Creative Planning is acquiring Minneapolis-based The Johnston Group, a regional registered investment advisor with more than $500 million in assets under management, the company announced today. It is the first acquisition for the Overland Park, Kan.-based RIA, marking a shift from relying on referral-based growth to incorporating acquisitions.
Founded in 1994 and led by Brad Johnston, The Johnston Group specializes in goals-driven financial planning and wealth management for families and foundations. The acquisition will give the firm more comprehensive family office services, trusts services and tax and legal help, said Johnston, describing a situation that previously saw his firm dependent on others for collaboration. “When we set out to find a platform to expand our client services, my top priority was to partner with a firm that shared our overall values and intimate, comprehensive approach to client service,” he noted.
“It is clear to me this industry is changing rapidly and those with the scale to deliver the most value to their clients will be in the best place to attract and retain clients," he added. "I am excited to bring this to the Dakotas where no RIA firm like Creative Planning exists.”
The deal was initiated by a call from Johnston to Creative Planning, said the acquirer's CEO, Peter Mallouk. Part of the due diligence process was evaluating the philosophy of Johnston’s firm and ensuring it already had a strong financial planning–based approach to advice. “They have to start on third base for us to have a conversation,” he said. “We're not going to be running different software programs and different trading systems and adding 20 custodians. That's not what we're going to do.”
The turn to acquisitions doesn’t mean organic growth is being left by the wayside at Creative Planning. “It's an addition to our current strategy,” Mallouk said. He predicted this year to be the strongest organic growth in the firm’s more than three decades of business.
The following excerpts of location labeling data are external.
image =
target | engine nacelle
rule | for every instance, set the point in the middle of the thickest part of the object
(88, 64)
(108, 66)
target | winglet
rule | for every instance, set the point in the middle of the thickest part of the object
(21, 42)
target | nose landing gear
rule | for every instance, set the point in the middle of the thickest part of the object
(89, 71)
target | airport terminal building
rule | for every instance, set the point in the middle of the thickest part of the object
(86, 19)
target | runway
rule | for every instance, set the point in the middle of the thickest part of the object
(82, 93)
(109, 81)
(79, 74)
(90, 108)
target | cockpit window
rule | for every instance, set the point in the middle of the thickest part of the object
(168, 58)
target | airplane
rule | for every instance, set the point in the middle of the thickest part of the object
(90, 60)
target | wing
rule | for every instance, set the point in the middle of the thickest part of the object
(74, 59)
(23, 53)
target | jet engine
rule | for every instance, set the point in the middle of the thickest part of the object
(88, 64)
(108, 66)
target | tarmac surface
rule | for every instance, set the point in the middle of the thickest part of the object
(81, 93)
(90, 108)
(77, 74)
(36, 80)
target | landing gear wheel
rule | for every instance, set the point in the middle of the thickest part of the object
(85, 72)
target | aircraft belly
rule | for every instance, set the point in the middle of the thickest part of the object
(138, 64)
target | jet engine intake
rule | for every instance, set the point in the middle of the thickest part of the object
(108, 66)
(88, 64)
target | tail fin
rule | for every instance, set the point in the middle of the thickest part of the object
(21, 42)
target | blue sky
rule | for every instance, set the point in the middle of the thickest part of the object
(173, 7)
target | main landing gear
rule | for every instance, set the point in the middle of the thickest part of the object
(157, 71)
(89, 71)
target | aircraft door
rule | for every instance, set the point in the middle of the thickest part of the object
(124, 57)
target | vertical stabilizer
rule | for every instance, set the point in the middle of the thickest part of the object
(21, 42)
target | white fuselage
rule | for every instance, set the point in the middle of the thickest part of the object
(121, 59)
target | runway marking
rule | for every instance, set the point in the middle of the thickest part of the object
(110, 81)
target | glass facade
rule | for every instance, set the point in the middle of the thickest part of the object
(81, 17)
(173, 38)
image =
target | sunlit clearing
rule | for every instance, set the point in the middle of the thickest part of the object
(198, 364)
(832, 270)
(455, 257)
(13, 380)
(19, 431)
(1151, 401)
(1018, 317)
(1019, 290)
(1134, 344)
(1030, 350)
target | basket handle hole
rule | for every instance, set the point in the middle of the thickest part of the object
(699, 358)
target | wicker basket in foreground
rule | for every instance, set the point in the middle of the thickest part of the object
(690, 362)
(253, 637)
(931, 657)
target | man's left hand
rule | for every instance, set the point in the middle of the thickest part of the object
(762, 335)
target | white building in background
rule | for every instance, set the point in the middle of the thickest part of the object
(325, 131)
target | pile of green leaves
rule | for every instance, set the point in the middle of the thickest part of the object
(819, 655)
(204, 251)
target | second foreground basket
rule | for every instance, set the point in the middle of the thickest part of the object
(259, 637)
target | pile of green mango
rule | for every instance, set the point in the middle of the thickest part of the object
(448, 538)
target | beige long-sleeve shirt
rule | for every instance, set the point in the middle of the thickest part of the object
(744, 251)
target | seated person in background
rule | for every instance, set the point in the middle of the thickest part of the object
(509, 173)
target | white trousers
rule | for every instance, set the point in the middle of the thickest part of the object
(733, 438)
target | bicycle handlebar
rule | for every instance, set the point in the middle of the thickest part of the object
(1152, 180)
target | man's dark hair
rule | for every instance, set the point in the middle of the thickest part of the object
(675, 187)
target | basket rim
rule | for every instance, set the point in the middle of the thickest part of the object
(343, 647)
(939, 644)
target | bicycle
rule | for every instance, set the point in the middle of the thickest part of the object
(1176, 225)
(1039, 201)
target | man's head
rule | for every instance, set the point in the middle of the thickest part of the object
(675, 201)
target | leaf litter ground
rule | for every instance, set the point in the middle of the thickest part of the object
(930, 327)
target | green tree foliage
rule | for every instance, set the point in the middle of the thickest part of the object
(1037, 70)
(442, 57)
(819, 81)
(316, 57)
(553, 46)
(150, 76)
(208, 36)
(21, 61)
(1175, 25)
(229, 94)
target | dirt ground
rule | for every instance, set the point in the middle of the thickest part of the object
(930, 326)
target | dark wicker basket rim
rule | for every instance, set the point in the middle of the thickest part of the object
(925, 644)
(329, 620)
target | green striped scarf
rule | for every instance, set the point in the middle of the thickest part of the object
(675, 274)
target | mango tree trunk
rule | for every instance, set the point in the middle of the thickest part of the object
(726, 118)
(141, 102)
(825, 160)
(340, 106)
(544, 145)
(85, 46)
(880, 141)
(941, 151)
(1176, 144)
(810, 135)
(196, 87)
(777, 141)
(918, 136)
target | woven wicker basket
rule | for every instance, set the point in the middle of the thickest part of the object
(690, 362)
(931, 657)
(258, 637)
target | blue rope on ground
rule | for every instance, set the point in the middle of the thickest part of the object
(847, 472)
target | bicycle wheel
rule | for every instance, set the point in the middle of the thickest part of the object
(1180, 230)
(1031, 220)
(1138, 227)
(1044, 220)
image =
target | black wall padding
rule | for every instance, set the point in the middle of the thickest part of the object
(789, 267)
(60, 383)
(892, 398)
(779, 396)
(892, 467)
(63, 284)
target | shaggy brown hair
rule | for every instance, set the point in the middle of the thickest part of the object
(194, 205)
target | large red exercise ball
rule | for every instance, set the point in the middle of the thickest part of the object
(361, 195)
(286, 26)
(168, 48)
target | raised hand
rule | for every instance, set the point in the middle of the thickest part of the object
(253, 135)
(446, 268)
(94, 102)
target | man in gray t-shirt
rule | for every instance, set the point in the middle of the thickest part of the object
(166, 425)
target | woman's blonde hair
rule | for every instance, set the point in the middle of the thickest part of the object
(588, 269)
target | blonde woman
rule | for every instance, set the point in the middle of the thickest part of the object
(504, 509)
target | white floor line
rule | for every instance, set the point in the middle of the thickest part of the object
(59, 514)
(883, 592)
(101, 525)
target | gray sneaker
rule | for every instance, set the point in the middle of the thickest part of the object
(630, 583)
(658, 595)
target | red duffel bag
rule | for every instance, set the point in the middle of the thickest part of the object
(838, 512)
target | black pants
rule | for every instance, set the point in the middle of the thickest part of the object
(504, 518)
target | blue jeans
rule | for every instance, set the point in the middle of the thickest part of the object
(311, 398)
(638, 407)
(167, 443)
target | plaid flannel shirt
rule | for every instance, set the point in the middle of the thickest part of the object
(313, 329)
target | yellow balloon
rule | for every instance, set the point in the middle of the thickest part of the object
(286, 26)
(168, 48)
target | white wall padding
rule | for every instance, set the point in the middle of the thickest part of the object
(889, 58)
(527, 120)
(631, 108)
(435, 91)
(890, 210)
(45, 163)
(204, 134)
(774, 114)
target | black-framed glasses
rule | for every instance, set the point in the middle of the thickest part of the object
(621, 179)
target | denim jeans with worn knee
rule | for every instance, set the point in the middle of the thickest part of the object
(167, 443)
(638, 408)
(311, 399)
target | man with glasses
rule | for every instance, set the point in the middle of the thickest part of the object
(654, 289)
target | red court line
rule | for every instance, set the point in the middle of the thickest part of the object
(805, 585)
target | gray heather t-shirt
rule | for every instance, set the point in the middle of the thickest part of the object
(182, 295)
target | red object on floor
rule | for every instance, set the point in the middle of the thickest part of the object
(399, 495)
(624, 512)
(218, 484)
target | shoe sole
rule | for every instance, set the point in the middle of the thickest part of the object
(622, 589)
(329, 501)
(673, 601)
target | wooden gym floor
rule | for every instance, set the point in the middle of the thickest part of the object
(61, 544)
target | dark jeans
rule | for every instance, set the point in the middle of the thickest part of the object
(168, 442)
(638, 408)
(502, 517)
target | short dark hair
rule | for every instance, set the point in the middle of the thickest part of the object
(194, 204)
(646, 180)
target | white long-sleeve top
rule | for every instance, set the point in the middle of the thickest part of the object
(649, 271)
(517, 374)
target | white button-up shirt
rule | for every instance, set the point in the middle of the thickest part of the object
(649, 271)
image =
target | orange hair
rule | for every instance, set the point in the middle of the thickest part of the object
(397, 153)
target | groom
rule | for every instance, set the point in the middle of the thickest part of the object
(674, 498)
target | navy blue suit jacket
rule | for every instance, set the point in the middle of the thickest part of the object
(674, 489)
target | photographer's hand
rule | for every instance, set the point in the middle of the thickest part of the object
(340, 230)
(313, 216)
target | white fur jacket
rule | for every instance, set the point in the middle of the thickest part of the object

Meanwhile, the firm will continue making acquisitions and expanding to regions where scale can be achieved quickly, he said. “We're open to everywhere, with an emphasis in places where we don't have an office at all,” he explained. “We have such small market share everywhere that I can't imagine an area in the country where, for someone who was interested in joining Creative Planning, there would not be a path for an acquisition in that market.” One example he cited was Montana.
The deal was funded without outside money and is expected to close within days, according to Mallouk. He noted Creative Planning doesn’t carry debt. Additional terms of the deal were not disclosed.
Creative Planning recently spent at least $10 million on a national advertising campaign designed to increase brand awareness, especially in the Northeast and South, where the firm is aiming to expand its physical presence. “Until now, we have always grown largely through referrals,” Mallouk said. “It’s clear that there are like-minded firms that can fit right into our model as we continue bringing fiduciary advice to Americans from coast to coast.”